Correlation vs. causation in imaging studies. Changes in functional connectivity after psilocybin treatment could reflect neuroplasticity, but they could also reflect changes in mood, cognition, or simply regression to the mean in treatment-responsive patients.
Duration of effects. Preclinical plasticity effects are often measured 24-72 hours after treatment. It is unclear how long structural changes persist, whether they require reinforcement through integration practices, and whether they differ between single and repeated dosing.
Individual variation. Not everyone responds to psilocybin with the same functional connectivity shifts. The factors predicting who shows lasting neuroplasticity changes are not well understood.
What This Means Practically
The neuroplasticity framing helps explain why psilocybin therapy pairs psychological support with the drug experience. If psilocybin opens a window of increased neural flexibility, what happens during and after the experience may matter enormously. Therapy, integration work, and intentional reflection may be how the brain uses that plasticity to form new, healthier patterns.
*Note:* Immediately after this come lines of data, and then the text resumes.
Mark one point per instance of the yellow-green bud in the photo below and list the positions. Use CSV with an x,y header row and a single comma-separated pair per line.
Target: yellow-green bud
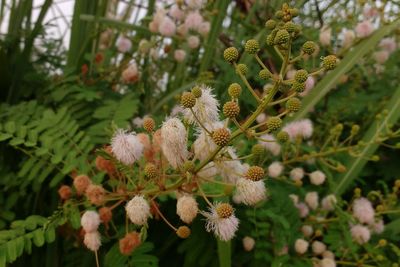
x,y
274,123
309,47
231,54
252,46
329,62
282,37
298,87
241,69
293,104
221,136
188,100
264,74
234,90
301,76
231,109
196,91
282,136
270,24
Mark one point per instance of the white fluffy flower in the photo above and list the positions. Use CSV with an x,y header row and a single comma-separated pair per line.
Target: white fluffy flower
x,y
301,246
126,147
318,247
187,208
124,44
327,262
312,200
328,203
297,174
223,228
363,210
248,243
250,192
206,108
360,234
167,27
92,240
274,147
138,210
90,221
301,128
174,142
317,177
275,169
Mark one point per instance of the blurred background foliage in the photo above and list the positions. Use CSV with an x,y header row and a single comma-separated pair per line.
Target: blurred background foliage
x,y
53,116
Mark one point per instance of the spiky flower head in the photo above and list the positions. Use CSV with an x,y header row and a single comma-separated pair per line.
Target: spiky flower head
x,y
206,108
138,210
309,47
298,87
231,109
301,76
173,142
183,232
188,100
231,54
281,37
234,90
329,62
264,74
274,123
255,173
150,170
126,147
196,91
252,46
149,124
221,136
187,208
222,221
90,221
270,24
293,104
250,192
241,69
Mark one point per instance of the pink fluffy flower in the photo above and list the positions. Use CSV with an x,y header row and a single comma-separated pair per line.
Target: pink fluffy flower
x,y
360,234
363,210
167,27
124,44
179,55
364,29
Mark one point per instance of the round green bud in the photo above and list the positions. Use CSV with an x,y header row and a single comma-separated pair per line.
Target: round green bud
x,y
282,37
252,46
234,90
329,62
298,87
231,54
290,26
264,74
293,104
241,69
258,150
309,47
274,123
301,76
188,100
231,109
270,24
282,136
188,166
196,91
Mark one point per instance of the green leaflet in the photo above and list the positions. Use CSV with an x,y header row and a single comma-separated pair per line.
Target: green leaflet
x,y
355,165
351,59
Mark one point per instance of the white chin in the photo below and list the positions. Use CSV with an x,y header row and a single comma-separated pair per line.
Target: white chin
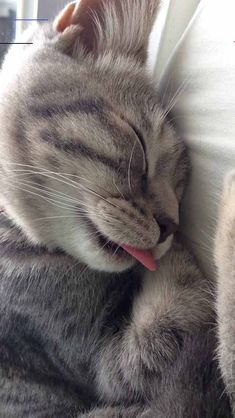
x,y
100,261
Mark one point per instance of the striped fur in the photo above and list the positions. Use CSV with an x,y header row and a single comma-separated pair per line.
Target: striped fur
x,y
88,161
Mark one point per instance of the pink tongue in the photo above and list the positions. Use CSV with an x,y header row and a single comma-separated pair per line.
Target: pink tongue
x,y
145,257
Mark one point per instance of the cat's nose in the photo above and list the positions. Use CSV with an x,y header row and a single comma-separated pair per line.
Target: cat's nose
x,y
167,227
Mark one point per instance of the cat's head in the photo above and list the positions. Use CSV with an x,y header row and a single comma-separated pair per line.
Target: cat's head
x,y
88,160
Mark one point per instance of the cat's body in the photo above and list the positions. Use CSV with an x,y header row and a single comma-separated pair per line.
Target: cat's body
x,y
71,339
87,157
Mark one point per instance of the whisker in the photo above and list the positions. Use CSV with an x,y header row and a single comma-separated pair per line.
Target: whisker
x,y
129,166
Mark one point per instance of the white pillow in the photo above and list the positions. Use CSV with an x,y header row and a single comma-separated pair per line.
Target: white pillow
x,y
202,68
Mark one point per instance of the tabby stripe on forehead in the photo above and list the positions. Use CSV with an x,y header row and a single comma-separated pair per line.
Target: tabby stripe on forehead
x,y
69,146
87,106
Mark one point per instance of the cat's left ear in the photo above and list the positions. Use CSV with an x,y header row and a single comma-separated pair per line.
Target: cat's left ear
x,y
120,26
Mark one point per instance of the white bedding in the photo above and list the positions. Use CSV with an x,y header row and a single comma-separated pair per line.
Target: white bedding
x,y
203,69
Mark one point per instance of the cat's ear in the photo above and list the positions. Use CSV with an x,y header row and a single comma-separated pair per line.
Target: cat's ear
x,y
120,26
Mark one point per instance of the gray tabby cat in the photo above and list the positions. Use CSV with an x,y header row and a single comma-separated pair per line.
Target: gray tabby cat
x,y
89,165
224,258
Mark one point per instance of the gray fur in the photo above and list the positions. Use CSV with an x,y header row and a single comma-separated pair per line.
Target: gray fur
x,y
85,149
224,258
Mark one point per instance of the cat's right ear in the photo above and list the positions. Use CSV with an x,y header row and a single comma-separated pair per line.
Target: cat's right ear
x,y
99,26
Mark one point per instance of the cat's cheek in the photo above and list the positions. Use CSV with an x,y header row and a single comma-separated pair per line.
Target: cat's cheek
x,y
162,249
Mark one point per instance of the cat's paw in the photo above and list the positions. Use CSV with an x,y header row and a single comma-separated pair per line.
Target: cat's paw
x,y
225,232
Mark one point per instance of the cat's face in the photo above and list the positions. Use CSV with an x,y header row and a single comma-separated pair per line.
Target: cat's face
x,y
91,163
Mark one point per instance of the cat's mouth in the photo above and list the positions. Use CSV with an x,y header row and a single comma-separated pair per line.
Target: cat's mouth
x,y
105,244
123,251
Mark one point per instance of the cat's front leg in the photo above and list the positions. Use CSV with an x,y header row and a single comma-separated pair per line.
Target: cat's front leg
x,y
225,262
173,303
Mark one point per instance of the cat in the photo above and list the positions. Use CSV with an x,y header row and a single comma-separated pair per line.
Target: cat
x,y
224,260
91,176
This is why most clinical protocols treat psilocybin as a catalyst within a therapeutic process — not a standalone treatment. The drug may create the conditions for change; the work of therapy is what the change gets directed toward.
Summary
The evidence for psilocybin promoting neuroplasticity is real but nuanced. Preclinical findings are robust: psilocybin promotes dendritic growth, synaptogenesis, and BDNF expression in animal and cell models. Human neuroimaging consistently shows lasting functional connectivity changes in treatment responders. However, the exact mechanisms in humans, the duration of structural changes, and the relationship between neuroplasticity and clinical outcomes remain active research questions. The science supports cautious optimism — not breathless certainty.